In a Q&A in the current edition of PricewaterhouseCoopers's quarterly Technology Forecast, EMC Corp. CIO Sanjay Mirchandani shares his views on how the cloud is accelerating the repositioning of IT to support business development and innovation. Cloud computing, the self-described "career businessperson" tells PwC, is enabling IT to be more responsive to the business. At EMC, members of the IT team are responsible for running core integration projects, "and they're seen as subject matter experts."
Cloud computing allows IT departments to be more agile in responding to business activities with technology solutions. Moreover, he explains, those solutions can now be assets with real "longevity." IT can be more cost-effective by adding capacity only when usage of current capabilities is fully realized. "It's better utilization, and it's a better return on assets," he tells PwC, adding that the CFO "loves that conversation."
Meanwhile, as the role of IT evolves, so does the IT organization. Mirchandani also sees the traditional silos within IT systems, security, network operations, and storage operations continue to blur as IT becomes more centralized from a technology perspective.
From silos to ivory towers...
Mirchandani talks of the "incredible leaps in technology in short windows of time." Meanwhile, from academia comes the latest scholarly survey of the CIO role in the latest issue of the Journal of Information, Information Technology, and Organizations. Gordon Hunter of the University of Lethbridge in Alberta, Canada, bases his article, on one-on-one interviews with sitting CIOs from the United States, New Zealand, and Taiwan.

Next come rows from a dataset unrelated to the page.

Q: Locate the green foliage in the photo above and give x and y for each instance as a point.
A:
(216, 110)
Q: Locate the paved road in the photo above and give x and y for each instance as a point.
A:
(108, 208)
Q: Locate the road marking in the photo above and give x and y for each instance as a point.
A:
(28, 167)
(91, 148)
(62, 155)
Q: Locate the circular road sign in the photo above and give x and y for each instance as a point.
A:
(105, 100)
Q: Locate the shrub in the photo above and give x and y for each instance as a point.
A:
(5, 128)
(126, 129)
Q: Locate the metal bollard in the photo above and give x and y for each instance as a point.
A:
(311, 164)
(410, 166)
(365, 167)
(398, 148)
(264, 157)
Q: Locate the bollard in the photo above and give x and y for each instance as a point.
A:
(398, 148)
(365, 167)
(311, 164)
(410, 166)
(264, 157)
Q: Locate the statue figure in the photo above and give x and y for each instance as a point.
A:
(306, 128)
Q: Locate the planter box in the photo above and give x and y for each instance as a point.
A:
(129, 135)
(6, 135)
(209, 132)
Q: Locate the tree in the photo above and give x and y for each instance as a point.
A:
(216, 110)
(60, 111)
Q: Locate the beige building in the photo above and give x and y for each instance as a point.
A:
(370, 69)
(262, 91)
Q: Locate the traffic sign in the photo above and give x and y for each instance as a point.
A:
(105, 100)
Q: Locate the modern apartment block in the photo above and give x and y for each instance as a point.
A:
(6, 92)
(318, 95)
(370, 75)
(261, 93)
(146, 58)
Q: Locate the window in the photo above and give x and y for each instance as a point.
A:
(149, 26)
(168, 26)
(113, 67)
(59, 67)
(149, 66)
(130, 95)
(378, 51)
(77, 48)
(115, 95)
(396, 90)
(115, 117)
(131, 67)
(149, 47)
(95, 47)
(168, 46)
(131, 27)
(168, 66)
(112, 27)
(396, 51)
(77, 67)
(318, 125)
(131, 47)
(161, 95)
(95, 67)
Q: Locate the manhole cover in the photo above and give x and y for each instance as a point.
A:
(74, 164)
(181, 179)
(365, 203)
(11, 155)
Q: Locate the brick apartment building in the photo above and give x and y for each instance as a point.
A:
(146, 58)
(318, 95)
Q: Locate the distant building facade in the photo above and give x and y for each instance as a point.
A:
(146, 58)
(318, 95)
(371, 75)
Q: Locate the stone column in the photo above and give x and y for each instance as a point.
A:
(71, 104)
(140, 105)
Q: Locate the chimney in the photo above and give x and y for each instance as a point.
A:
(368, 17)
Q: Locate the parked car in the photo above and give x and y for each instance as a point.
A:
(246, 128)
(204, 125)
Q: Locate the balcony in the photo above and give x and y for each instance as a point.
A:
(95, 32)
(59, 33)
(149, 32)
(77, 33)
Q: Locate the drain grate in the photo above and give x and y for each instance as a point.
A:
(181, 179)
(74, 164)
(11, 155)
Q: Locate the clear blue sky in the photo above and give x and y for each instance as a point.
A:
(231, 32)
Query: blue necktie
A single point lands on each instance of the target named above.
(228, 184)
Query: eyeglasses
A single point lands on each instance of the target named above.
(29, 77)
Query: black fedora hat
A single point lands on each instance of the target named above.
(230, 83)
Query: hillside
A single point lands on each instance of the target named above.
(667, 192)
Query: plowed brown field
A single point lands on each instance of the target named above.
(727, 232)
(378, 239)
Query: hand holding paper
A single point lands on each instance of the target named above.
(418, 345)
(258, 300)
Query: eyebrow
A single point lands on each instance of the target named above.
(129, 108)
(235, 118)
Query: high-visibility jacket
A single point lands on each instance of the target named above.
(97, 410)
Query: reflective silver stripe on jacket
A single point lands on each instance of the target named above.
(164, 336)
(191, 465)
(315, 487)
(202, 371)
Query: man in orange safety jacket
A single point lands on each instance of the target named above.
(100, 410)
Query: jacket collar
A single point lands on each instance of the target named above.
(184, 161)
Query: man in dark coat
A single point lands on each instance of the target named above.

The problem with academic articles is that they're usually derivative of decades of previous research. Rigorous scholarship proceeds in its own sweet time, in stark contrast to the brisk pace of change in the real world. So even though the ink is barely dry on Hunter's article, "The Chief Information Officer: A Review of the Role" reads like something out of a time machine. He notes, for instance, that "the CIO still is held in lower regard than other members of the senior management team," referencing an article from five years ago.
While I don't recommend CIOs actually read the article it's still interesting to note some of the career implications the professor draws from his interviews. If nothing else it's worth mentioning because of the variety in the population of real-life CIOs who voluntarily participated in comprehensive questioning about their personal and professional backgrounds. Hunter interviewed 18 CIOs: five from New Zealand, six from Taiwan, and seven from the U.S. The subjects represent mid-size and large companies in industries as diverse as manufacturing, education, health services, and airlines.
The future issues these CIOs anticipate include more dealings with external parties such as customers and regulators; situations related to language and culture in outsourcing arrangements; and the use of IT capabilities to reduce costs across the organization. On the IT-management front, the interviewees indicated as their main concerns hiring the right mix of skills and performance standards. "CIOs will be looking for an independent assessment model," Hunter writes.
Finally, from his analysis of the subjects' professional profiles, Hunter suggests industry focus will be an advantage to CIOs in the future, as the CIO role becomes increasingly tied to business strategy. "It becomes a very high-risk approach for a CIO to change industries," he concludes.